The war is coming home to Moscow – in graphic form. Even in a country that circumscribes information about the bloody conflict in Ukraine, shock is immense. Dignified state TV pictures of Igor Kirillov in uniform and a cordoned-off building have been superseded by social media images of a bleeding body in the snow and detritus of a massive explosion which killed the man who headed Russia’s Nuclear, Biological, Chemical Defence Forces (and his assistant). The title is a blunt misnomer – Kirillov was an aggressor, not a defender, in the use of chemical weapons in Ukraine.
It is the latest in a slew of killings of senior Russian officials carried out by Kyiv’s ruthless SBU state security service – and this time no doubt has been left about the reasoning: Ukraine declared Kirillov a war criminal just the day before the fatal attack.
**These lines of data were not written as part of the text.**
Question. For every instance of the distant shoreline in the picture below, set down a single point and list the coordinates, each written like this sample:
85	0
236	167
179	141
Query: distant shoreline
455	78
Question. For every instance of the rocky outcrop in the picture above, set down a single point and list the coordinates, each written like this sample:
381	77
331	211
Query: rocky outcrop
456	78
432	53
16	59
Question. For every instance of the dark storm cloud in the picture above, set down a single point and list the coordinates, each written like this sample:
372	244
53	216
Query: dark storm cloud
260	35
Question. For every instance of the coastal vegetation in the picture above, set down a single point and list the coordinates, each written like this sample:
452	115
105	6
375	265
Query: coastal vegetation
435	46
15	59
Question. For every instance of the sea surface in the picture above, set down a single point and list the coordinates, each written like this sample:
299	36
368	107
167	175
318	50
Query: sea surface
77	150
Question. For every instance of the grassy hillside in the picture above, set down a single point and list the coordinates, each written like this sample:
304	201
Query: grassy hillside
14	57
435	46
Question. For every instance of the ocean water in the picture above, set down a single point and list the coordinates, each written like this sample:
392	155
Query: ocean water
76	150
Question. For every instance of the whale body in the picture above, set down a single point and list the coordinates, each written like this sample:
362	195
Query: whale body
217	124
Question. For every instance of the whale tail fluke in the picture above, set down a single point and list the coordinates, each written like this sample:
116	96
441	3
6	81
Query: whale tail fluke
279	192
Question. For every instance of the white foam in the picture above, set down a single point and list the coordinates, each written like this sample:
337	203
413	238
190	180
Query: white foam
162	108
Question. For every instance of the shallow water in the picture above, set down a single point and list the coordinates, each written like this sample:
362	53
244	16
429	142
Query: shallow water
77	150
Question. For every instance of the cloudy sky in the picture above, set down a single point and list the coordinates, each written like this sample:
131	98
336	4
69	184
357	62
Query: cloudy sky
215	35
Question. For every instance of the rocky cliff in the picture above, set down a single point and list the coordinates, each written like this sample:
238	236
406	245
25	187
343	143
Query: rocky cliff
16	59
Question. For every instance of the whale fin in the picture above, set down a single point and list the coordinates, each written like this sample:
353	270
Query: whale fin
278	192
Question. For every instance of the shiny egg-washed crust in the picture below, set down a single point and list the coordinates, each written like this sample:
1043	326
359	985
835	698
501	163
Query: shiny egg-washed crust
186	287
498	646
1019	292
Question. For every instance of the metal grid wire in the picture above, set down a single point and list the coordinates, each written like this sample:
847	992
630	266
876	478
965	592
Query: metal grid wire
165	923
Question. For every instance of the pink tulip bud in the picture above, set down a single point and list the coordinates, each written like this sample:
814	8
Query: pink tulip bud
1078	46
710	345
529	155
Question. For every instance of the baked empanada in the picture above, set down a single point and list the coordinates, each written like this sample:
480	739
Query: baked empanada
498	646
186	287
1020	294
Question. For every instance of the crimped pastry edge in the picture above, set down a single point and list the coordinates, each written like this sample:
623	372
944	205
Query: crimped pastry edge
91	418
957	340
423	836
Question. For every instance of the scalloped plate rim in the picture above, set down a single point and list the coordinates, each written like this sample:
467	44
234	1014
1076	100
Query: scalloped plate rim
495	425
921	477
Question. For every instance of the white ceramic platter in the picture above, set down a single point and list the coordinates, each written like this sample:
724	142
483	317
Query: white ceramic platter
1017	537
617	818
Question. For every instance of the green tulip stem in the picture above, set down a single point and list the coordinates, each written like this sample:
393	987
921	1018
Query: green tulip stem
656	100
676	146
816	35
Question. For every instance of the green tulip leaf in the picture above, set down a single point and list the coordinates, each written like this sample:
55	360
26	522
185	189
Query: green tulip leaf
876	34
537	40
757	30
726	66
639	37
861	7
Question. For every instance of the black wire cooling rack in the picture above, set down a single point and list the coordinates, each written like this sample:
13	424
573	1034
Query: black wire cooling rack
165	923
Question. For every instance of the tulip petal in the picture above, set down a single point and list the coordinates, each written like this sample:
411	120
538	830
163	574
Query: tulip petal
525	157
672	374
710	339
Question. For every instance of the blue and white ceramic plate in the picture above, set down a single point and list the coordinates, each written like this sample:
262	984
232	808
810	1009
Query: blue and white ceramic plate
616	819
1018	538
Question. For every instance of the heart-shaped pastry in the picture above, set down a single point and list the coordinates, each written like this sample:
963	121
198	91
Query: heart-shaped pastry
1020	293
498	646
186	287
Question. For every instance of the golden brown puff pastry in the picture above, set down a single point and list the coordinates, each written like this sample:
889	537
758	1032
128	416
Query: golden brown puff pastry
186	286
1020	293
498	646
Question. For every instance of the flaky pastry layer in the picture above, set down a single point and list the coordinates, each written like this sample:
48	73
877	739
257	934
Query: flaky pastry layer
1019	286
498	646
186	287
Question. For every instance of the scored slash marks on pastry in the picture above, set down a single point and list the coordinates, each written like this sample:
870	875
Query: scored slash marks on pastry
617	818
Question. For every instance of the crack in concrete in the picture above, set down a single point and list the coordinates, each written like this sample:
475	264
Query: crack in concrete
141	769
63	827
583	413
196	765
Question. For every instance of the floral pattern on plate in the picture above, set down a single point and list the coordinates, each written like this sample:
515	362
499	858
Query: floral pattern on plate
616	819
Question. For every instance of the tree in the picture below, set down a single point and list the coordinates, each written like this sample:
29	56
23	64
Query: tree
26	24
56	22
For President Zelensky’s strategists, the bigger prize than Kirillov himself is bringing retribution to a prosperous part of the Russian capital, a suburb of apartment blocks inhabited by senior figures in the state apparatus.
The bargain that the Kremlin has struck with Russia’s population to justify a growing state of oppression is that Putin is the sole guarantor of their safety – literally “bezopasnost” or “absence of danger” is a phrase deployed receptively by the propaganda machine.
But even a secretive system is struggling to conceal the humiliation of assassinations both of a key figure in the country’s missile programme, and a brigadier commanding Russia’s missile ships in the Black Sea (the latter, Valery Trankovsky, was killed last month in a Crimea car bombing). To the objection that this is an escalation, the Ukrainian position is unapologetic: if Russia can bring war to Ukrainian cities, then Kyiv can do the same to its bigger neighbour.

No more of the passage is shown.